BetterStack MCP: plug and play. The BetterStack MCP server is comprehensive and well-designed. The triage agent discovers all available tools at runtime via MCP's tool listing. We didn't write a single line of BetterStack integration code. The agent can query error patterns, fetch stack traces, list applications, and update error states (marking patterns as ignored) — all through MCP. The entire BetterStack connection is six lines of config:
Slack bot over Slack MCP. We built a custom Slack bot rather than using the official Slack MCP server. The Slack MCP doesn't support the interactive UI we needed — buttons, modals, in-place card updates, threaded replies. A proper Slack bot with the Web API gave us a much richer experience: triage cards with classification emojis, approve/skip/ignore buttons, a modal for adding notes before approval, and status updates that replace the buttons inline as fixes progress.

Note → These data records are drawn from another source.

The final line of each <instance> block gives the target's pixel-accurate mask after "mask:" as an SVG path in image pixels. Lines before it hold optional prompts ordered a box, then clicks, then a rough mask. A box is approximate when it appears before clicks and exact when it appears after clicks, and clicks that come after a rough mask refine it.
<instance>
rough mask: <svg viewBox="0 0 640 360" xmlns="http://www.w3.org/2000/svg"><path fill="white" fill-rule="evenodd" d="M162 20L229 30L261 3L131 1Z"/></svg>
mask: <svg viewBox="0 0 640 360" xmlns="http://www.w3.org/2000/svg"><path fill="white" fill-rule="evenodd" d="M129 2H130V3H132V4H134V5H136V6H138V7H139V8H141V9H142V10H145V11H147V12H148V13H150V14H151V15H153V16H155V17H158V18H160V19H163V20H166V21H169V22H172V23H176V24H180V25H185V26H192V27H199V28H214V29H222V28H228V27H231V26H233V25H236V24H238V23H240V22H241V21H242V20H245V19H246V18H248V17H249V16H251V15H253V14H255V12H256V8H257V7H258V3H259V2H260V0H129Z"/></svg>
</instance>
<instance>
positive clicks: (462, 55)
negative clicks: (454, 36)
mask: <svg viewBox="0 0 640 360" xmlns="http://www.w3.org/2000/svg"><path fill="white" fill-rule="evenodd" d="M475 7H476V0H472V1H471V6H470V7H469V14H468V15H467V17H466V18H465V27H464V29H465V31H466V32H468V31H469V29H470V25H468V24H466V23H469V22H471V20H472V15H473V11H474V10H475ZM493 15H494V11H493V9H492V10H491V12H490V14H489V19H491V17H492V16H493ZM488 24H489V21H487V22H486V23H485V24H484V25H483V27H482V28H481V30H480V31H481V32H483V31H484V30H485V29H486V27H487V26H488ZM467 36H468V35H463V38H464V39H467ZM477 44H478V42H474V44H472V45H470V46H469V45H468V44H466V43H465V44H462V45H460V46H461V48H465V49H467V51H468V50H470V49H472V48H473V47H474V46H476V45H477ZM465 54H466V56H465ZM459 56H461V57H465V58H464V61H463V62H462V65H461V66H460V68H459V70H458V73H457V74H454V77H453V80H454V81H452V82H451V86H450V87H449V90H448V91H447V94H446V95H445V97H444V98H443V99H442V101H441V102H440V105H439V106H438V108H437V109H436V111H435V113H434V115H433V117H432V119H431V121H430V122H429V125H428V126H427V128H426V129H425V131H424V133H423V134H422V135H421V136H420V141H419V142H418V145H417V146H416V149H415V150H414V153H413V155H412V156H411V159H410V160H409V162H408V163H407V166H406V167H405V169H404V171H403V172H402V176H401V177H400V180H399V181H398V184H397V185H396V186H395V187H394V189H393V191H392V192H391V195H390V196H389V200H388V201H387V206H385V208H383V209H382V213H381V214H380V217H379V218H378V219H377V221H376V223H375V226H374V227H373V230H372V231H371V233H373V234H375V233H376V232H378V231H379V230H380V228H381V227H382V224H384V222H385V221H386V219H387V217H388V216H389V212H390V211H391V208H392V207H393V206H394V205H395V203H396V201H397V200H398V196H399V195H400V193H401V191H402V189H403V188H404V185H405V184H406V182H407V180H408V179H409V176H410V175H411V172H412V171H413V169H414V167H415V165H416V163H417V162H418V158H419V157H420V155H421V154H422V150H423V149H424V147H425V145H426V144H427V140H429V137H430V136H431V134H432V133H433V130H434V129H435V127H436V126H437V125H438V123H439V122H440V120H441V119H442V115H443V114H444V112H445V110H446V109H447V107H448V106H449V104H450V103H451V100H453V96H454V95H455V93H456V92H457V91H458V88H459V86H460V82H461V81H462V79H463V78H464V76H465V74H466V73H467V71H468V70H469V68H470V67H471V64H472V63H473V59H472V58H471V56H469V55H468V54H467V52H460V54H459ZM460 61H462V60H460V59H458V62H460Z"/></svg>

Classification-aware fixing. The triage agent classifies errors into categories — code bug, config issue, reporting level, transient, external, needs investigation. The fix prompt changes based on classification. For "adjust reporting" errors — where the bug is that an expected error reaches error tracking at the wrong level — the prompt explicitly says: don't change business logic, just fix the reporting. This prevents well-meaning but destructive "fixes."
Cron plus manual trigger. The agent runs on a schedule (daily at 6 AM) but also exposes a /trigger endpoint for on-demand runs. The triage agent surfaces only the top 5 errors ranked by user impact, so humans don't get overwhelmed and the agent stays useful.
The Road to Autonomy
Where we are now: A human approves each fix via Slack. The fix agent opens a PR but doesn't iterate on review feedback — if follow-up is needed, a developer takes over (with whatever AI-powered stack they normally use for development). This is deliberately conservative for v1.
Next step: autonomous PR iteration. Right now, if a PR needs follow-up, a developer takes over. When the fix agent can respond to review comments and push follow-up commits, we close a big gap. Our main product (cto.new) already handles this workflow — the SRE agent was intentionally kept separate to stay cleanly isolated, but we'll port those capabilities over.
After that: drop Slack approval. For low-risk fixes (reporting-level changes, lint fixes), skip the human gate entirely. Keep PR creation as the handover point — a developer still reviews before merge, but the agent doesn't need permission to attempt the fix.
Eventually: merge without human review. The dream isn't removing review — it's removing human review. An agent reviews the PR, runs automated QA, checks metrics post-deploy, and triggers follow-up commits if needed. Humans monitor the system rather than each individual fix. The foundation for this is robust CI/CD and automated testing — the agent needs to prove its changes are safe through the same pipeline any developer's code goes through. That's the vision — not a reckless autonomous agent, but one embedded in a system of automated checks that earns trust through reliability.
Wrapping Up
We didn't set out to replace SaaS tools — we made them composable. BetterStack finds the errors. Our agent triages them. Daytona provides the sandbox. The LLM does the reasoning. Slack provides the human interface. Each service does what it's best at.
The interesting part isn't any one piece — it's how quickly you can wire them together when your codebase is designed for it. Two days, ~1,200 lines, and we have an AI SRE that handles the work nobody wanted to do.